Download or read book Declaring His Genius written by Roy Morris Jr. and published by Belknap Press. This book was released on 2013-01-07 with total page 0 pages. Available in PDF, EPUB and Kindle. Book excerpt: Arriving at the port of New York in 1882, a 27-year-old Oscar Wilde quipped he had “nothing to declare but my genius.” But as Roy Morris, Jr., reveals in this sparkling narrative, Wilde was, for the first time in his life, underselling himself. A chronicle of the sensation that was Wilde’s eleven-month speaking tour of America, Declaring His Genius offers an indelible portrait of both Oscar Wilde and the Gilded Age.

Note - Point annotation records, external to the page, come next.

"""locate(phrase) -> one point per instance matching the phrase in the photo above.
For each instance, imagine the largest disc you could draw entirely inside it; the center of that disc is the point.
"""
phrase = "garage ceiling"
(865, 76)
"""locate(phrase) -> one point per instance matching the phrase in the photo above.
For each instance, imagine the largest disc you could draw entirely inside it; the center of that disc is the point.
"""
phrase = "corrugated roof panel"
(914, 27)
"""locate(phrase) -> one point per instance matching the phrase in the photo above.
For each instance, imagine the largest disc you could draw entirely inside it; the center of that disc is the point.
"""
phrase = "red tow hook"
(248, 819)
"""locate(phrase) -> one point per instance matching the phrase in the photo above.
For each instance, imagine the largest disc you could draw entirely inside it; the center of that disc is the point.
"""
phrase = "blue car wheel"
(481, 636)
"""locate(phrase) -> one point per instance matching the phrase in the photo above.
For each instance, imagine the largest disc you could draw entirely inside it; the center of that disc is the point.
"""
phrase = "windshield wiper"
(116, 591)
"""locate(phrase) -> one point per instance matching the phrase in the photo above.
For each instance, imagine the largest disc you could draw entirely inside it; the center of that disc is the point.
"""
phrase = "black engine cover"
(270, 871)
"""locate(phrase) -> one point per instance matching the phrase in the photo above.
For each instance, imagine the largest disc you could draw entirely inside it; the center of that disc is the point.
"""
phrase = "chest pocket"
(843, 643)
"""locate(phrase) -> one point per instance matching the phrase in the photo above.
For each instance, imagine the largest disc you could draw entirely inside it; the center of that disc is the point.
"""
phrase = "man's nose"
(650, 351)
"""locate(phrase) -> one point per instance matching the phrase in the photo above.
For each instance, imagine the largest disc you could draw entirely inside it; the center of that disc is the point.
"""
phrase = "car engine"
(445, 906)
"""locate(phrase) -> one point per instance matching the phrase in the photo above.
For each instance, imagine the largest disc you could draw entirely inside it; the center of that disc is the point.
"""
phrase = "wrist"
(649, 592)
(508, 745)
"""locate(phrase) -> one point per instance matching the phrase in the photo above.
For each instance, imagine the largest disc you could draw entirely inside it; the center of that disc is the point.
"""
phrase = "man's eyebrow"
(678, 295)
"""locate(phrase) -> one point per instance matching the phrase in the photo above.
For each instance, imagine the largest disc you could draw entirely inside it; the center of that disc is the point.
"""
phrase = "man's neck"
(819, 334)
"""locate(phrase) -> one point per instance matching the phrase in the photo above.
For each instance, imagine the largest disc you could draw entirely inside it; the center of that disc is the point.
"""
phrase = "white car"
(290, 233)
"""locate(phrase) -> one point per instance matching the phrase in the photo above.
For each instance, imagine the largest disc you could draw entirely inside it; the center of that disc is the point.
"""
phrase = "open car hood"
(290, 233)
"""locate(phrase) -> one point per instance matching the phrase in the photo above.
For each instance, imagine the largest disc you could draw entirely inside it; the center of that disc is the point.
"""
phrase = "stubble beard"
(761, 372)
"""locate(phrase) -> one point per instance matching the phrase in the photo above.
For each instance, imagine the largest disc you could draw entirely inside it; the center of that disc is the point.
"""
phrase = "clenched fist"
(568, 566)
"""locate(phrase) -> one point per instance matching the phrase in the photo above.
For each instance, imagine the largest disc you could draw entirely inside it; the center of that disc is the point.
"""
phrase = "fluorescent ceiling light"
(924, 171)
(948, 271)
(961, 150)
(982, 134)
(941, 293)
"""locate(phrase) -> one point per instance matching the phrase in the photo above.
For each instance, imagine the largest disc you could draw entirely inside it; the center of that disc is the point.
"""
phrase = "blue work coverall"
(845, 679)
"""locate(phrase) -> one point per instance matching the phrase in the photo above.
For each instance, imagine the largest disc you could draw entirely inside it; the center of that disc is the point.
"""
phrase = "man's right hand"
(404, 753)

Wilde covered 15,000 miles, delivered 140 lectures, and met everyone who was anyone. Dressed in satin knee britches and black silk stockings, the long-haired apostle of the British Aesthetic Movement alternately shocked, entertained, and enlightened a spellbound nation. Harvard students attending one of his lectures sported Wildean costume, clutching sunflowers and affecting world-weary poses. Denver prostitutes enticed customers by crying: “We know what makes a cat wild, but what makes Oscar Wilde?” Whitman hoisted a glass to his health, while Ambrose Bierce denounced him as a fraud. Wilde helped alter the way post–Civil War Americans—still reeling from the most destructive conflict in their history—understood themselves. In an era that saw rapid technological changes, social upheaval, and an ever-widening gap between rich and poor, he delivered a powerful anti-materialistic message about art and the need for beauty. Yet Wilde too was changed by his tour. Having conquered America, a savvier, more mature writer was ready to take on the rest of the world. Neither Wilde nor America would ever be the same.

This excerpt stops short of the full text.